Detectives also arrested Arriaga's girlfriend, Ana Leyde Cervantes, 30, in Turlock on suspicion of aiding and abetting, and two other men, 25-year-old Adrian Virgen and 27-year-old Erik Razo Quiroz, were arrested on suspicion of being accessories to a felony.
According to Newman police, Arriaga was residing in the United States illegally. Youngblood said Arriaga's status still needs to be confirmed, and the loss of a police officer's life is the priority in this case.
"His immigration status is secondary, however it's extremely important that we get there and confirm whether the person had a right to be in this country or not," Youngblood said.
President Donald Trump leveraged the killing to promote his border wall plan last week, tweeting, "There is right now a full scale manhunt going on in California for an illegal immigrant accused of shooting and killing a police officer during a traffic stop. Time to get tough on Border Security. Build the Wall!"
Youngblood emphasized his opposition was to sanctuary county laws that limit deputies from sharing information with federal authorities and said law enforcement in California have an extremely good network of communication.
"When you use a firearm against a police officer, you can run but you can't hide," Youngblood said. "When you attack someone who's doing an honorable profession, no stone goes unturned."
The Stanislaus County deputy sheriff's union has created an official donation page at https://bit.ly/2LDVO6z to raise money for Singh's family.
Singh had been on track to lead the Police Department one day, Newman Police Chief Randy Richardson said, and was a proud officer who did everything he could to improve at his job.
"He was a police officer, but more importantly he was a human being, and that's how he would want to be remembered," Richardson said.
In other news
The Alameda County Coroner's Bureau last Friday confirmed the identity of the transient man who died after being hit by a BART train on the tracks between the Castro Valley and West Dublin-Pleasanton stations last month.
Victor Hernandez Cardenas, 37, succumbed at the scene to multiple blunt injuries after being struck while around the tracks at about 11:15 a.m.

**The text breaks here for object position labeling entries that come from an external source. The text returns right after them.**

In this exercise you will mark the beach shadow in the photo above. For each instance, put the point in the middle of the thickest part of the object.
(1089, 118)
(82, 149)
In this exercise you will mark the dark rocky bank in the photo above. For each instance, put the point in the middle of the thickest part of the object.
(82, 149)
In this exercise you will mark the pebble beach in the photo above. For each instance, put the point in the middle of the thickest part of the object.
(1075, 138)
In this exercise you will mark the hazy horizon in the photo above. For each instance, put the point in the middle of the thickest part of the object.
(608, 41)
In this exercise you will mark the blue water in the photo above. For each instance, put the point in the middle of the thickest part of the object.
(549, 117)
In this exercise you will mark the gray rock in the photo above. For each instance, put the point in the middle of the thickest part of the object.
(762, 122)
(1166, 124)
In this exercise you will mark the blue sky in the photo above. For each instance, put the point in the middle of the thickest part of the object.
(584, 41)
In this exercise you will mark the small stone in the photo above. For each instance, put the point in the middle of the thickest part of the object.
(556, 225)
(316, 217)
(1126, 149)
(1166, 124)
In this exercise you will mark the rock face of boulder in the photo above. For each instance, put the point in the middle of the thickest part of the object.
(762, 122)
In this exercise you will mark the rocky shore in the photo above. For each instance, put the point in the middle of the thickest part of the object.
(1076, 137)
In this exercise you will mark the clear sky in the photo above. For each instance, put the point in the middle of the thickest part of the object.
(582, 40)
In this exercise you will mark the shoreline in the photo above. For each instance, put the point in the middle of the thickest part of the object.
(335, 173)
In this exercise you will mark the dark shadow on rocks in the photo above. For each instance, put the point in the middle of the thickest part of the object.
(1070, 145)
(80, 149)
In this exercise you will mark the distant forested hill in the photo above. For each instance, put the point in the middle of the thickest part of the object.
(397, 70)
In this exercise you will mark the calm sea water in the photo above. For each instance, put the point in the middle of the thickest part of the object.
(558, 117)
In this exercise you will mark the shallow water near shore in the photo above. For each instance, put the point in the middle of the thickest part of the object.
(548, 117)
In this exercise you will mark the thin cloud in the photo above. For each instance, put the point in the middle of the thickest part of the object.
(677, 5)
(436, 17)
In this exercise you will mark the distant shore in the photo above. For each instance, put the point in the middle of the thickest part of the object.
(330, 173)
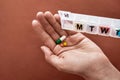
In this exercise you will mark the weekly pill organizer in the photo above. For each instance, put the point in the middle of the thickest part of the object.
(90, 24)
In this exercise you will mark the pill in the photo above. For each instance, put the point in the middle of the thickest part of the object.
(58, 41)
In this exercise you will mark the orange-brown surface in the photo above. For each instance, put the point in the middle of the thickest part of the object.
(20, 54)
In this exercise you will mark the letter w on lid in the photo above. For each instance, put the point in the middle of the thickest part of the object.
(103, 30)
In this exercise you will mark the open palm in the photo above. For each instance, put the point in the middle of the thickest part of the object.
(80, 53)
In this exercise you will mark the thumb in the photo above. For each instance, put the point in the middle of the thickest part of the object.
(50, 57)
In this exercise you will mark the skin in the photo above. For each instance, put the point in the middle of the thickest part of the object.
(81, 56)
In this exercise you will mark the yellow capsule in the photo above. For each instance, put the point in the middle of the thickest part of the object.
(64, 43)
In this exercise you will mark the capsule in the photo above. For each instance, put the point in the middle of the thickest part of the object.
(58, 41)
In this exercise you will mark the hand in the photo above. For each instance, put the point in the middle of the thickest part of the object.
(81, 56)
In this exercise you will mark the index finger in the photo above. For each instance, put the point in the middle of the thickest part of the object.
(45, 37)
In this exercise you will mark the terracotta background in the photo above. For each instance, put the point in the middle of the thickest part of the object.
(20, 54)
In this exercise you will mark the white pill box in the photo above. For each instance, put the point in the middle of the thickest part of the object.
(90, 24)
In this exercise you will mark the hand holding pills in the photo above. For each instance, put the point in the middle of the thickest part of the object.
(72, 52)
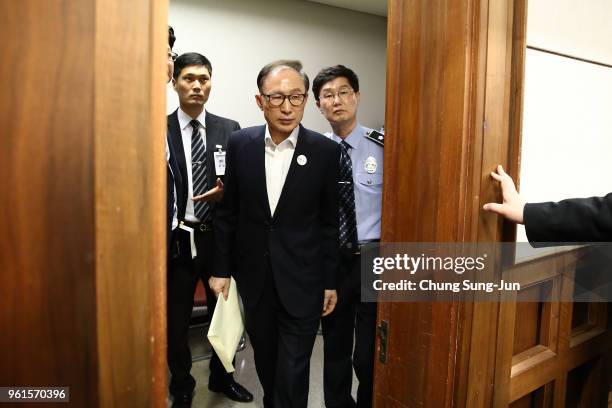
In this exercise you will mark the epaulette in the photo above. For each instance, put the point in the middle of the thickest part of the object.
(376, 137)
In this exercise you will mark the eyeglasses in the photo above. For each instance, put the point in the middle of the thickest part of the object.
(343, 94)
(277, 100)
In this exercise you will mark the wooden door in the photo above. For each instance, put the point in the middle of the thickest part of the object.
(82, 249)
(454, 103)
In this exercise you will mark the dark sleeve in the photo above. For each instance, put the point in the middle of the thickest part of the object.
(227, 216)
(572, 220)
(329, 214)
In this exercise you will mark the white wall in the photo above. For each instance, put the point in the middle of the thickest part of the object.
(241, 36)
(567, 118)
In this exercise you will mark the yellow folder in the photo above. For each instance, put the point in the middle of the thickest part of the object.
(226, 327)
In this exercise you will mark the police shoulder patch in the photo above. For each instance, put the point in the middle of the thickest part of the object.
(376, 137)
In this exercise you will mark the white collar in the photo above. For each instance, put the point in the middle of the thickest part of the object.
(185, 119)
(292, 137)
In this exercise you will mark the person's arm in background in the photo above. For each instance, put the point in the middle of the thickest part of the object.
(571, 220)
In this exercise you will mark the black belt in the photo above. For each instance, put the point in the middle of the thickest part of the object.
(199, 226)
(350, 249)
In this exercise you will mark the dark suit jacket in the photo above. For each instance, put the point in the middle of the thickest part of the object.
(572, 220)
(218, 130)
(299, 244)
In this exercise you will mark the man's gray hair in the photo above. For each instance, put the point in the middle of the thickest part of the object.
(292, 64)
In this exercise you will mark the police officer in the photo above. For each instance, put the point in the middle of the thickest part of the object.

Dec. 10, according to authorities.
Coroner's officials reported having difficulty locating next of kin for Hernandez Cardenas to notify, a required step before a fatal victim's identity is released to the public.
BART police have not confirmed why the man was on the BART tracks or how he gained access that morning.
"Police are classifying this as an 'unattended death' and believe the decedent entered the BART right-of-way of his own volition," BART spokesman Jim Allison said on Friday, explaining that "unattended death" is police terminology for a case when a person is alone when they died. "No further information is available."